Reise in die Vergangenheit

Für manche militanten Kämpfer handelte sich um eine Reise in die Vergangenheit: Im Jahr 2016 war die syrische Opposition in Aleppo von den syrischen Truppen Bassar Al-Assads vernichtend geschlagen worden und hatten gemäss einem Waffenstillstandsabkommen sich in die Provinz Idlib zurückzuziehen. In ihrem Tross zogen damals auch unzählige Flüchtlinge mit, meist Familienmitglieder der Kämpfer oder solche, die sich der syrischen Opposition nahe fühlten. In Idlib, das direkt an die Türkei grenzt, leben seither bis zu vier Millionen Menschen, meist in erbärmlichen Flüchtlingscamps zusammengepfercht. 

Im Laufe der Jahre konnte die dschihadistische Hayat Tahrir al-Sham (HTS) nach blutigen Machtkämpfen unter Idlibs diversen oppositionellen Gruppierungen zuletzt die Macht an sich reissen. Als Al-Qaida-Ableger, der von den USA, Russland und selbst von der Türkei als Terrorgruppe eingestuft wird, gelang es ihr, Idlib zu einer wahren Hochburg ausbauen. 

Syrische Heilsregierung gemäßigt oder nur grausam

Informationen drangen nur selten aus dem isolierten Gebiet, auch weil der Presse jeder Zugang in die Region verwahrt blieb. Was die Außenwelt über den Alltag von Idlibs Zivilisten erreicht, ist widersprüchlich. In den letzten Jahren habe die HTS versucht, ein weniger radikales Gesicht zu zeigen, indem sie auf Christen und andere Minderheiten zugegangen sei, heisst es einerseits.

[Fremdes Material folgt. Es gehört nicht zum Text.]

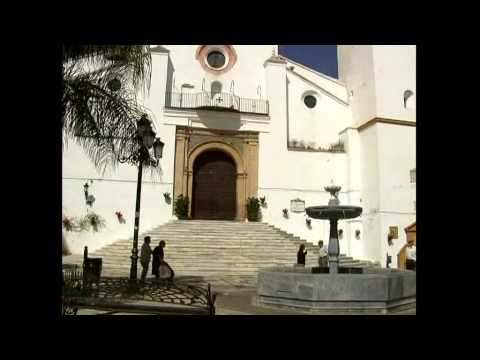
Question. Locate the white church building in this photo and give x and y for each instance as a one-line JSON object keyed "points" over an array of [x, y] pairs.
{"points": [[241, 121]]}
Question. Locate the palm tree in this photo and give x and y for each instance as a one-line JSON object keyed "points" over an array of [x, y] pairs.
{"points": [[99, 100]]}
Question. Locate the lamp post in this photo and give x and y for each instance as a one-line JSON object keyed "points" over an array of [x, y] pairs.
{"points": [[146, 140]]}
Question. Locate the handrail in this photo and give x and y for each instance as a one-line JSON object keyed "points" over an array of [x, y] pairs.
{"points": [[216, 101]]}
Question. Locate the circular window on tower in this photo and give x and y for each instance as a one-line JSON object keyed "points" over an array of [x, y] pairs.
{"points": [[310, 99], [216, 59]]}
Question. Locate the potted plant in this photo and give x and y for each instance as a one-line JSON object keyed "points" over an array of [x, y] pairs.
{"points": [[95, 221], [90, 200], [181, 207], [68, 223], [253, 207], [120, 217], [263, 202], [308, 221], [167, 197]]}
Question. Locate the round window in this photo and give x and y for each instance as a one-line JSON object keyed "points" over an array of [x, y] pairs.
{"points": [[310, 101], [216, 59]]}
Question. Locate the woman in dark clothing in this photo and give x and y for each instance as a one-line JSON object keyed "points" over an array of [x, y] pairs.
{"points": [[302, 253], [158, 262]]}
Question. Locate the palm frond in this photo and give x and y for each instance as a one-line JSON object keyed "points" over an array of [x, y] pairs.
{"points": [[100, 120]]}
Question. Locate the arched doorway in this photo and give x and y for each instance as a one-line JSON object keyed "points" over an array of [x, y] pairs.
{"points": [[214, 186]]}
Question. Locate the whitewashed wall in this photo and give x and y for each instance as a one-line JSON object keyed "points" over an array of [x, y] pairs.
{"points": [[395, 72], [247, 73], [356, 70], [318, 126]]}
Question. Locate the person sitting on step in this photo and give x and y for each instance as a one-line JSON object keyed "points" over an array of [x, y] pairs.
{"points": [[322, 255]]}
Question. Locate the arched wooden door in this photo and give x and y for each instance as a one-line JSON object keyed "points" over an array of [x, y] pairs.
{"points": [[214, 187]]}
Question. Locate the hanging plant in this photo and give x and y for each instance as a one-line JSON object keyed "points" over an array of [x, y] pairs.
{"points": [[68, 223], [253, 209], [309, 223], [120, 217], [263, 202], [167, 197], [93, 220], [90, 200]]}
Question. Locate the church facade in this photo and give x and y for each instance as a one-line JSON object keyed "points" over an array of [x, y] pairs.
{"points": [[241, 121]]}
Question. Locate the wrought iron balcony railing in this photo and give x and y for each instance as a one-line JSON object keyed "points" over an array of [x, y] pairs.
{"points": [[216, 101]]}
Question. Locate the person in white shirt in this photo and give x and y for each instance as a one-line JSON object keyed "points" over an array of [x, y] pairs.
{"points": [[145, 256], [322, 255], [411, 251]]}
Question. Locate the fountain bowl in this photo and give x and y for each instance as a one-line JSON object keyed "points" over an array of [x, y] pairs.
{"points": [[333, 212]]}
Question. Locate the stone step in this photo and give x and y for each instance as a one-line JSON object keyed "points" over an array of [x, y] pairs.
{"points": [[210, 248]]}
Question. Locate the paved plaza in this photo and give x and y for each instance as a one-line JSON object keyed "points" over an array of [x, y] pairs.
{"points": [[235, 296]]}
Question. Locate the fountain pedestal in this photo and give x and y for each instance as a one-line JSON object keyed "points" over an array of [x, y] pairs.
{"points": [[337, 289]]}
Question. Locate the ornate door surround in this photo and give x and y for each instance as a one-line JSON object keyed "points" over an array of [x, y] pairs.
{"points": [[241, 146]]}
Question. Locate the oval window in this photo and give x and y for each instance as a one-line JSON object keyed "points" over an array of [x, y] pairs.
{"points": [[216, 59], [310, 101]]}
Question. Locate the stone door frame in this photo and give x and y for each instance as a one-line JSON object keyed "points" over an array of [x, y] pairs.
{"points": [[242, 147]]}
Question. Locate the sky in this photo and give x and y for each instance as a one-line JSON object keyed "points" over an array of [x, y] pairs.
{"points": [[322, 58]]}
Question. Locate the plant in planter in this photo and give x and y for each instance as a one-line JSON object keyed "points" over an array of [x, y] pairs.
{"points": [[253, 209], [94, 220], [90, 200], [309, 223], [68, 223], [263, 202], [181, 207], [167, 197], [120, 217]]}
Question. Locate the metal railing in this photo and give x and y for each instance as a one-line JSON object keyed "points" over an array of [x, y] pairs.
{"points": [[216, 101]]}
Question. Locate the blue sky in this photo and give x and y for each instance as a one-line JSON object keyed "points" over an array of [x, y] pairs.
{"points": [[322, 58]]}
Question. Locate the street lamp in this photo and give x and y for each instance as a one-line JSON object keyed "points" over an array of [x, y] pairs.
{"points": [[146, 140]]}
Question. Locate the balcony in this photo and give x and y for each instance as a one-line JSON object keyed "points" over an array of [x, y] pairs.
{"points": [[216, 102]]}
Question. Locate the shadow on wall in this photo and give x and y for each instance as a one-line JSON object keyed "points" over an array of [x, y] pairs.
{"points": [[231, 121]]}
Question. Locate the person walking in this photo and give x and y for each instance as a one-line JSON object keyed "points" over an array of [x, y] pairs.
{"points": [[160, 268], [301, 255], [411, 250], [322, 255], [145, 255]]}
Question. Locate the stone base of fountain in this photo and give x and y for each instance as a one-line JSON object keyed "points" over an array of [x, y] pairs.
{"points": [[373, 291]]}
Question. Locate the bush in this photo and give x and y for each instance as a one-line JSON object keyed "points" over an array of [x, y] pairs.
{"points": [[181, 207], [253, 209]]}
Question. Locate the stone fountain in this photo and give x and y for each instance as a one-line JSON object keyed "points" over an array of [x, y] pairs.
{"points": [[333, 212], [335, 289]]}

Unter dem Banner der so genannten «Syrischen Heilsregierung» beherrscht die HTS eine autonome Zone «mit Grausamkeiten, Folter, Massenverhaftungen und Hinrichtungen, die laut dem jüngsten Bericht der Unabhängigen Internationalen Untersuchungskommission der Vereinten Nationen für Syrien, der ansonsten Verbrechen der syrischen Regierung dokumentiert, «möglicherweise Kriegsverbrechen darstellen», so die anderen Informationen.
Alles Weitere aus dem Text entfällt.